# Data Analysis with Python 

## Dr Andrew McCluskey 

#### Email: andrew.mccluskey@diamond.ac.uk

It is important to note that those represent only an example of how the exercise may be approached. Programming problems such as these have **many** correct methods.

We **strongly** advise that you try and work though the exercise without looking at this worked example. This is the best way to improve your programming skills; as programming is inherently problem-solving based.
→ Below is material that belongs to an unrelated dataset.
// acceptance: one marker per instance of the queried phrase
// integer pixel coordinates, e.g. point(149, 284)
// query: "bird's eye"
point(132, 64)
#### Importing necessary libraries 

Here we import the libraries that are necessary to complete the exercise.

In [None]:
import numpy as np 
import matplotlib.pyplot as plt

#### Reading in and plotting experimental data

`np.loadtxt` is used to read in the model datasets and these are then plotted.

In [None]:
toluene = np.loadtxt('./toluene.csv', unpack=True, delimiter=',')
plt.errorbar(toluene[0], toluene[1])
plt.xlabel('Wavennumber/cm$^{-1}$')
plt.ylabel('Transmittance')
plt.show()

In [None]:
benzyl_alcohol = np.loadtxt('./benzyl_alcohol.csv', unpack=True, delimiter=',')
plt.errorbar(benzyl_alcohol[0], benzyl_alcohol[1])
plt.xlabel('Wavennumber/cm$^{-1}$')
plt.ylabel('Transmittance')
plt.show()

The same function is then used to read in the experimentally measured data, however now the data includes an experimental uncertainty therefore the `plt.errorbar` function is used for visualisation.

In [None]:
mixture = np.loadtxt('./mixture.csv', unpack=True, delimiter=',')
plt.errorbar(mixture[0], mixture[1], mixture[2])
plt.xlabel('Wavennumber/cm$^{-1}$')
plt.ylabel('Transmittance')
plt.show()

#### Interpolation

First we assess the minimum and maximum on the $x$-axis for for each of the datasets to ensure that the the mixture data is within the model datsets.

In [None]:
print("Model 1: min = {:.1f} cm-1, max = {:.1f} cm-1".format(np.min(benzyl_alcohol[0]), np.max(benzyl_alcohol[0])))
print("Model 2: min = {:.1f} cm-1, max = {:.1f} cm-1".format(np.min(toluene[0]), np.max(toluene[0])))
print("Mixture: min = {:.1f} cm-1, max = {:.1f} cm-1".format(np.min(mixture[0]), np.max(mixture[0])))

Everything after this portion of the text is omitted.